Sabato 25 aprile, dalle 16:00 alle 21:00, nel basement del Racket Space, nel quartiere di Glasnevin a Dublino, va in scena un concerto collettivo che rompe gli schemi tradizionali dell’industria musicale: tre band, Jogging, Knifebear e Garage Olimpo , condividono lo stesso palco senza gerarchie, in un evento organizzato dal club indipendente Nowhere Music insieme al Racket Space, nel segno della cultura DIY (Do It Yourself). Un italiano tra gli organizzatori. C’è una Dublino che non passa dai grandi palchi, non cerca riflettori, non ha bisogno di nomi in cima al cartellone.
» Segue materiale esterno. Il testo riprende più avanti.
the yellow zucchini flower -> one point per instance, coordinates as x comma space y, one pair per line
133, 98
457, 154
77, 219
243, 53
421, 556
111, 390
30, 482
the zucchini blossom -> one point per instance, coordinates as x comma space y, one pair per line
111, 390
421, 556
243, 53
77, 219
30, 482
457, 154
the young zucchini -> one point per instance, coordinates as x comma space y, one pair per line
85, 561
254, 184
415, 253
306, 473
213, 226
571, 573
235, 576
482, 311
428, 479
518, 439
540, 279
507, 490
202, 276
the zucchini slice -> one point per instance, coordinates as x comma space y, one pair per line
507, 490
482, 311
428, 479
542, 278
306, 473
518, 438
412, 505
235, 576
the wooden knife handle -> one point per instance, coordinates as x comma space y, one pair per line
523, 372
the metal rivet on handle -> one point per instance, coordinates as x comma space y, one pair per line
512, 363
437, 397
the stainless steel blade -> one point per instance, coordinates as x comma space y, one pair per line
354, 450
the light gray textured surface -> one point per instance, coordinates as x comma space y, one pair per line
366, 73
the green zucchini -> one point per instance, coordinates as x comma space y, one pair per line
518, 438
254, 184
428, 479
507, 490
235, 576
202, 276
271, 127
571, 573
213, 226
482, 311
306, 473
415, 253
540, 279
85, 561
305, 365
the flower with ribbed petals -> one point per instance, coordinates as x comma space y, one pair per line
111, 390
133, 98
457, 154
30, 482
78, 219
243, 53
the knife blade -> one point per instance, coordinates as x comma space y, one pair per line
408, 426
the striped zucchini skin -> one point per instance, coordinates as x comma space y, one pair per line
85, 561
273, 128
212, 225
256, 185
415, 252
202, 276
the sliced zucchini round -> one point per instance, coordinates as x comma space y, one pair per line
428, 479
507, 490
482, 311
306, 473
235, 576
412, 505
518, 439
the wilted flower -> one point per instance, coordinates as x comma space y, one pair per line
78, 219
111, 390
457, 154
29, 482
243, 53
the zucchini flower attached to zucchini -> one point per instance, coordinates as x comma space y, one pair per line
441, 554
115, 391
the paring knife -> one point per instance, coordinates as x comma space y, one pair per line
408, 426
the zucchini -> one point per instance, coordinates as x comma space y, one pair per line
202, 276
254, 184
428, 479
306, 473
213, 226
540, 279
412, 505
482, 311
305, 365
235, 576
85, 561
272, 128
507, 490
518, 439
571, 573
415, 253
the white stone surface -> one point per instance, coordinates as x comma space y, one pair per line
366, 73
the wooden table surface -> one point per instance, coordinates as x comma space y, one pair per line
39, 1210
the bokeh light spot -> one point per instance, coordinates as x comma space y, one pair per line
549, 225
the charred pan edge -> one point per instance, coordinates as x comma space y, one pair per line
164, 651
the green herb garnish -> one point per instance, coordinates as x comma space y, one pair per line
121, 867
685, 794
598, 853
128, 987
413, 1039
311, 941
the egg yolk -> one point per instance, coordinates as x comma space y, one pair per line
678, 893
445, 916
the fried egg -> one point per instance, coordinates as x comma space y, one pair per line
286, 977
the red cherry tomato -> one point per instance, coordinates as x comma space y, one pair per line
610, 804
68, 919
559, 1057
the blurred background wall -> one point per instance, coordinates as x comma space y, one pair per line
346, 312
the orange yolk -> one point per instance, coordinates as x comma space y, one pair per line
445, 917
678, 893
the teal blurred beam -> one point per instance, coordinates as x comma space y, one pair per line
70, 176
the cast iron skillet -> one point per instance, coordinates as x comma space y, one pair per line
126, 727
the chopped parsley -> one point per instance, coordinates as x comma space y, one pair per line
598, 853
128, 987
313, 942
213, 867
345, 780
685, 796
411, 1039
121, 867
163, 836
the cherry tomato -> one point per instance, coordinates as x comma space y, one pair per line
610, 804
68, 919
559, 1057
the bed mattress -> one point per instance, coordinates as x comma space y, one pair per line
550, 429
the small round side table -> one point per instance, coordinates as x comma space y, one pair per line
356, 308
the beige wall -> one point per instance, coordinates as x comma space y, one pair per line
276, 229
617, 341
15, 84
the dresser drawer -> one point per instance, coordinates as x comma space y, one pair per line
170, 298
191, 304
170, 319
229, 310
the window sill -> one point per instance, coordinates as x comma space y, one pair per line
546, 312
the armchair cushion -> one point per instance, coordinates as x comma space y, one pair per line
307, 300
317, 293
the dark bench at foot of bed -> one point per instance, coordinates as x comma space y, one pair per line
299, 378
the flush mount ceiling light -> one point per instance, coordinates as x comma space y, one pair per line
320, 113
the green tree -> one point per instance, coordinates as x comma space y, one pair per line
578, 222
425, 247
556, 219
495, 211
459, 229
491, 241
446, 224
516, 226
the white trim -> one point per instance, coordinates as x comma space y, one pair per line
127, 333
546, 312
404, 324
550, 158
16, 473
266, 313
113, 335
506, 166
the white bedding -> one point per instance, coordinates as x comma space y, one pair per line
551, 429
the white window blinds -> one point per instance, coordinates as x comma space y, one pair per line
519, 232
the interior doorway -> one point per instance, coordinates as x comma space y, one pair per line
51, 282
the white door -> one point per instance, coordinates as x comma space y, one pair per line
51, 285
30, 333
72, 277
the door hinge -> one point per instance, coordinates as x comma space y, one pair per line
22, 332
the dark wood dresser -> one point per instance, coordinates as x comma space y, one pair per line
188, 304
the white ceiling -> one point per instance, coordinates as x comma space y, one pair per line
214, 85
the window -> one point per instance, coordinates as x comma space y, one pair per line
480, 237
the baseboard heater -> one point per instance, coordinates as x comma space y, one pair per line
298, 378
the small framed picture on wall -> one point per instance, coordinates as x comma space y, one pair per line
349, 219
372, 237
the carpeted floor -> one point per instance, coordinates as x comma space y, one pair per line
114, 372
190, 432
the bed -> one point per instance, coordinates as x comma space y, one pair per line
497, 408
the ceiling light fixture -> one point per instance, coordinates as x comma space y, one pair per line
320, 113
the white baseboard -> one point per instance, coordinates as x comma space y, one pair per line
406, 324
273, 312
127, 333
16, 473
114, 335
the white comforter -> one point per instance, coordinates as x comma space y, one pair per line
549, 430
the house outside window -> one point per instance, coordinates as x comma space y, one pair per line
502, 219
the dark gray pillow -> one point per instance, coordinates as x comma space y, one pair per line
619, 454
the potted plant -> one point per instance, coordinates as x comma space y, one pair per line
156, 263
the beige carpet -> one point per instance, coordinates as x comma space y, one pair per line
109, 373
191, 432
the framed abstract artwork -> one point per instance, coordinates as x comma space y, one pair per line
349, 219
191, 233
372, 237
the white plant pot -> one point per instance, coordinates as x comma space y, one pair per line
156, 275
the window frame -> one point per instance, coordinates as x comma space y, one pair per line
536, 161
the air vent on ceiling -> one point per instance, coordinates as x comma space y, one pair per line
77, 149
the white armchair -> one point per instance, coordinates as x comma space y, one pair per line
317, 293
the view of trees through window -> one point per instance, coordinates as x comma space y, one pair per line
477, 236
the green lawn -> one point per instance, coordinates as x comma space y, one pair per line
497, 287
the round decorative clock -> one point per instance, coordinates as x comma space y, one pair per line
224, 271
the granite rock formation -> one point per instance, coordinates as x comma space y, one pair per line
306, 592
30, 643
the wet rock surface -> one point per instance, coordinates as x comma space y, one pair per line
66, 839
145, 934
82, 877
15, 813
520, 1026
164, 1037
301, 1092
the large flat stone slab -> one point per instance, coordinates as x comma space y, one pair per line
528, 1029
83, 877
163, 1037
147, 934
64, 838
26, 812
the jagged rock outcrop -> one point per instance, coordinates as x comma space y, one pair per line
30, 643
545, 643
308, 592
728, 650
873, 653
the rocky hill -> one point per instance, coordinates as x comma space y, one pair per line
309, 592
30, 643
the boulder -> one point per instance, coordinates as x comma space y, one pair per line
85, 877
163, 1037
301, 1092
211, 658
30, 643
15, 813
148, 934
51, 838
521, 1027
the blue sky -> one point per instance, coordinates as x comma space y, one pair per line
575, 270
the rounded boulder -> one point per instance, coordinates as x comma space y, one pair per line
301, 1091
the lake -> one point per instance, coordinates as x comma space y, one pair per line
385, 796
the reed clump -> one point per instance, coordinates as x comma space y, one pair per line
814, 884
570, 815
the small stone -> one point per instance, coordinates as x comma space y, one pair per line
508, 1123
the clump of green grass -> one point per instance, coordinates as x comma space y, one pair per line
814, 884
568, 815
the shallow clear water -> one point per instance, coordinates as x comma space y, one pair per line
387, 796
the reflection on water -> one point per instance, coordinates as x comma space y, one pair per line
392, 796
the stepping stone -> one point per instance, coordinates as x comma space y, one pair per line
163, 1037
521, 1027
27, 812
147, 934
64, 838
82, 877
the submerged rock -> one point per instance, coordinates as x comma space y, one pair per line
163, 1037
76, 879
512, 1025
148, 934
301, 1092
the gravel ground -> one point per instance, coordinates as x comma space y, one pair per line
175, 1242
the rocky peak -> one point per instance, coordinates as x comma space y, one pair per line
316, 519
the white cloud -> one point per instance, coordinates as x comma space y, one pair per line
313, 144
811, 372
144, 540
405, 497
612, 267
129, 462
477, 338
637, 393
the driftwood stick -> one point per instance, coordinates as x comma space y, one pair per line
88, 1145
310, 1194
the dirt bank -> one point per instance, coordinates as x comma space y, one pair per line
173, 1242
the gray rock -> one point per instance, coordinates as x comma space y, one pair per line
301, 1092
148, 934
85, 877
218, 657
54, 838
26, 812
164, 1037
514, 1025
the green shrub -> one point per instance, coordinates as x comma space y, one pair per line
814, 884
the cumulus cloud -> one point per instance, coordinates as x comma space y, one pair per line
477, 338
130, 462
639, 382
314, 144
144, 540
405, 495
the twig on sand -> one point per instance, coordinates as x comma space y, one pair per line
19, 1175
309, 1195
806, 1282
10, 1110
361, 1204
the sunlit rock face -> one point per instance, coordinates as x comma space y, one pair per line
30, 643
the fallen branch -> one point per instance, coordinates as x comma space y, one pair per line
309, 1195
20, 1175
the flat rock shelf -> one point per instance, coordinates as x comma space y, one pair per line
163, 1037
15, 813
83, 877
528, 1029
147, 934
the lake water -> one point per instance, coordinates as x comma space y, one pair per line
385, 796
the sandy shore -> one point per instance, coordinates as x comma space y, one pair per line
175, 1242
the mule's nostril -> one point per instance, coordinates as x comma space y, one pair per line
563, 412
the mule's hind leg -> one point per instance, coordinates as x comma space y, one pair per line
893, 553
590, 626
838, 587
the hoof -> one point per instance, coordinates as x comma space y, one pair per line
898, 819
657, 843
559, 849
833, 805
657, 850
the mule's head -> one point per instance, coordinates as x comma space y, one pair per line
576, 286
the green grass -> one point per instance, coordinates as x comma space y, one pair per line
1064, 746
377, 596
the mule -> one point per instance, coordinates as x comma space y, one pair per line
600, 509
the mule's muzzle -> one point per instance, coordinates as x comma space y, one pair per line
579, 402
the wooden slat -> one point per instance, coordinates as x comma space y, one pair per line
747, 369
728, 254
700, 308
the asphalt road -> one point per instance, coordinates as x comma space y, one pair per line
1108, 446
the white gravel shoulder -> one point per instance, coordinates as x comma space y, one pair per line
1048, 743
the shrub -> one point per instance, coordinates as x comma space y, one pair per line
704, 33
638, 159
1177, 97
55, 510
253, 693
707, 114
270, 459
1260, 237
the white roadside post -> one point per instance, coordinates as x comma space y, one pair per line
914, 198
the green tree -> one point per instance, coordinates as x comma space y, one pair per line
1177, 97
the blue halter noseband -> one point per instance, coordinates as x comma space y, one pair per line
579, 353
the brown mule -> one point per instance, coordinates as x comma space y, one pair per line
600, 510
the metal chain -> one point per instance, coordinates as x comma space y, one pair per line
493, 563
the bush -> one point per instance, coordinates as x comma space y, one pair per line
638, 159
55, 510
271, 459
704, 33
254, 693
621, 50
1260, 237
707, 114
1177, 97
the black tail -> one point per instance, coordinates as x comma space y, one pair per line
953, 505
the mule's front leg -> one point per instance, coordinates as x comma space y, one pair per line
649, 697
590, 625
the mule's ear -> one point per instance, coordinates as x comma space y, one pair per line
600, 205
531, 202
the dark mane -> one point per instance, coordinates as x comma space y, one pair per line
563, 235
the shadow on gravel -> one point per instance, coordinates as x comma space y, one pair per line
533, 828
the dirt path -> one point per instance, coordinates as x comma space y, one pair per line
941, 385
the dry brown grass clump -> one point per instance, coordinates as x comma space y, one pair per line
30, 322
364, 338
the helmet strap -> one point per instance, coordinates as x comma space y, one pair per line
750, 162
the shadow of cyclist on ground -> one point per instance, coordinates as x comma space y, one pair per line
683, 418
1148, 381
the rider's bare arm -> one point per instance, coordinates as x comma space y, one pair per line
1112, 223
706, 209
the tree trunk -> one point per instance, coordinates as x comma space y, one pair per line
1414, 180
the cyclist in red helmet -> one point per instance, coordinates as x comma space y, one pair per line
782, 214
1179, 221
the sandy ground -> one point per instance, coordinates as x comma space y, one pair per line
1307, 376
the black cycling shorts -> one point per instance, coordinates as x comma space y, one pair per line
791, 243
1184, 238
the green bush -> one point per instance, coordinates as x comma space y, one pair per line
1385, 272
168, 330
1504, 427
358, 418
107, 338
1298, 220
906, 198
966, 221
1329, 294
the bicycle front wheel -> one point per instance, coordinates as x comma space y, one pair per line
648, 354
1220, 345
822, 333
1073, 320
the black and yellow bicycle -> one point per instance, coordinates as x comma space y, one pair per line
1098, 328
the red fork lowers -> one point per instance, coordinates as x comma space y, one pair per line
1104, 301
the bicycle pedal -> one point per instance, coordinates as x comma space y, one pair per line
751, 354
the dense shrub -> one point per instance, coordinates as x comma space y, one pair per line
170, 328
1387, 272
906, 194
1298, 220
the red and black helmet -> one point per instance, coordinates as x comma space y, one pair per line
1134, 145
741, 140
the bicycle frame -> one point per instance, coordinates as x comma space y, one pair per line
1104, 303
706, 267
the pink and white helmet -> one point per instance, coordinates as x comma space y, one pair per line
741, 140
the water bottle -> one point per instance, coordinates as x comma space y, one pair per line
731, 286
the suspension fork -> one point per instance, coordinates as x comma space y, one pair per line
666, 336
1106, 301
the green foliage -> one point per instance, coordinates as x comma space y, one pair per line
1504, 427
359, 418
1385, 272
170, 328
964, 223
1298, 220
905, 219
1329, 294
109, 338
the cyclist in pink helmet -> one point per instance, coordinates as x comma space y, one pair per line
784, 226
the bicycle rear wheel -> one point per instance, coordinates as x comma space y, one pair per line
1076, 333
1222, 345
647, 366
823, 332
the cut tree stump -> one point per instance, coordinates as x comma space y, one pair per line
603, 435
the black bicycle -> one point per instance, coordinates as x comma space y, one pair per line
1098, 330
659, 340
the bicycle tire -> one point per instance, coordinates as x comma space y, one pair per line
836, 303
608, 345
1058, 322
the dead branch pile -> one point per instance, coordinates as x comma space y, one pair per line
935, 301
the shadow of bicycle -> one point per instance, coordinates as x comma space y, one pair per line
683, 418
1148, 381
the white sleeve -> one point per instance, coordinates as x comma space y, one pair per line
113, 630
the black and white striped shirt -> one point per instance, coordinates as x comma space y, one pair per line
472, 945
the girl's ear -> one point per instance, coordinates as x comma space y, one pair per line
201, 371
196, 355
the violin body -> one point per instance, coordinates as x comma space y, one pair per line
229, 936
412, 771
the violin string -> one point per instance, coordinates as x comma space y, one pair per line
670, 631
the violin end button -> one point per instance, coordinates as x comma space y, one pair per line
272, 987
È una città che si riconosce nei sotterranei, negli spazi condivisi, nelle mani che montano e smontano strumenti prima ancora che inizi il concerto. È qui che questa città prende forma e si racconta attraverso la musica. Dalle 16 alle 21 non c’è un headliner, non c’è una gerarchia. Ci sono tre band che salgono sul palco come si entra in una stanza comune: senza distanza, senza costruzioni. Il loro non è solo un concerto. È un gesto collettivo. È la tradizione DIY che si rinnova e si difende, fatta di rispetto, accessibilità, connessioni autentiche. La scena è quella di Dublino, città che negli anni costruisce una propria identità musicale anche fuori dai circuiti ufficiali. Qui il rumore del noise rock incontra l’urgenza del garage e le atmosfere dilatate del post rock.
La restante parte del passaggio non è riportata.